IV. Plaintiff's Claims of Excessive Force and Retaliation Against Defendants Barajas, Medrano and Vasquez
Plaintiff has alleged that defendants Vasquez, Medrano and Barajas used excessive force against him on February 4, 2011 by shooting and pepper-spraying him and forcing him to lie in the spray for more than forty minutes. ECF No. 25 at 74. He further alleges that in retaliation for his complaining about this incident, these defendants threw away the property in his cell.

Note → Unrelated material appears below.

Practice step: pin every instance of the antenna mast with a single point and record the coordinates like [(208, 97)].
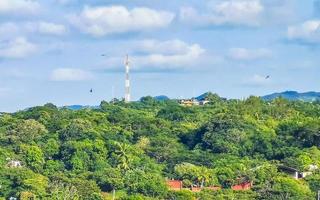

Id . Plaintiff filed 602 appeals and staff complaints against Vasquez, Medrano and Barajas on February 7, 2011, February 14, 2011 and February 27, 2011, in retaliation for which they "locked [him] up." Id.
Defendants Vasquez, Medrano and Barajas counter that they neither shot nor pepper-sprayed plaintiff, who was a bystander to the fighting that precipitated their use of force against other inmates on February 4, 2011. MSJ, ECF No. 121-1 at 2. Defendants contend that if plaintiff was exposed to pepper spray or struck by a ricocheting round, this was an unintended consequence of their necessary use of force against three other inmates who were fighting. Id.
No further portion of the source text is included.